What I hope is done now is that the same resources that were spent on Lance Armstrong are now spent on cleaning up sport from the amateur levels and up. What this case has taught us is that you can't be too big or too good to be caught, and that's a good starting point, but we also need to ensure that developing athletes should never have to face the decision to accept that unfair advantage the way that Hamilton, Hincapie, and Armstrong did almost 15 years ago. I hear so often from so many friends at the top amateur and local elite levels that they've come across athletes playing a little past the grey area of what's considered fair or have outright been put in situations where they have come across competitors who weren't racing clean. And that doping can run from such low levels of sport is what I find truly disconcerting, because sport doesn't get any cleaner as you ascend the ranks.
With that in mind, I think what would be best for Armstrong, and for sport, would be that Armstrong comes forward with the truth. From a PR perspective, and from the perspective of a fan of his, its what would be best for him, his foundation, and his sponsors. Marion Jones' tearful apology resounded with fans and the general public and its what earned her a chance at redemption in the eyes of the world. Whether he believes it or not, I think Lance has the same opportunity to continue to do good by exposing the undue and extraordinary pressures that are placed on athletes in cycling and other human performance based sports in general. Revealing the cavalier attitudes towards doping and win at all costs culture that came along with cycling in that era would likely help to change public opinion towards him, and while it may damage the sport's history, it would create promise for its future.

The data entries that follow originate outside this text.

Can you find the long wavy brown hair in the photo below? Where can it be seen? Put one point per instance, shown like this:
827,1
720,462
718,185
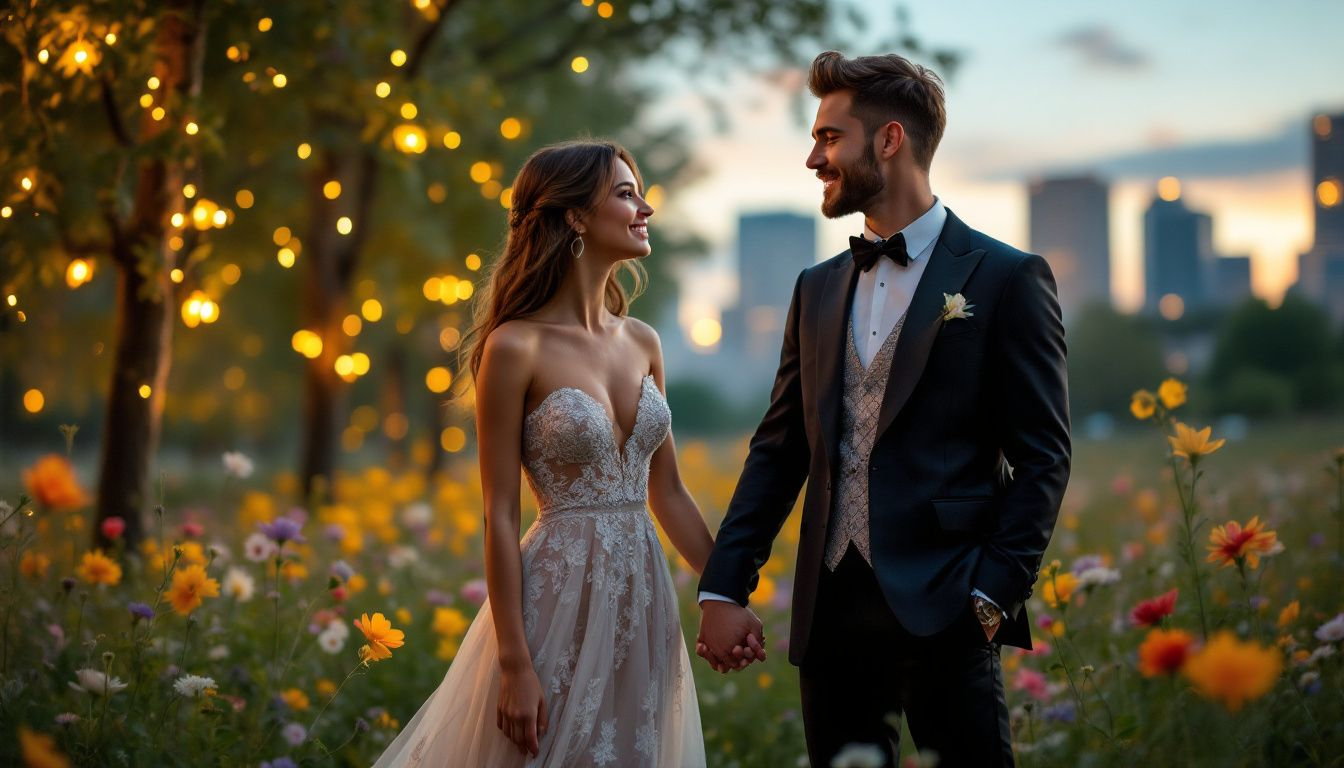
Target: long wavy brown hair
557,179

Its with regret that I'm writing about him as an athlete who has been brought down from one of the greats. I'm not sure how but I truly hope that in some way or another he can now find a way to redeem himself and earn back a little bit of that greatness. As a cancer survivor his work to inspire hope for people battling cancer can't be taken away and is another part of the reason why I think its so important that he comes forward to publicly acknowledge what he's done. The story of his battle with cancer and what he has done to change our attitudes about what it means to be diagnosed with the disease is something that couldn't be cheated, and should never be taken away.
I still have great respect for Lance Armstrong's athletic accomplishments, and I believe that if he raced in an era that he and the rest of the field were completely clean, he still would have gone down in the record books as one of the sport's greatest names. I hope he now does what is right for himself, for the causes he has worked for, and for sport.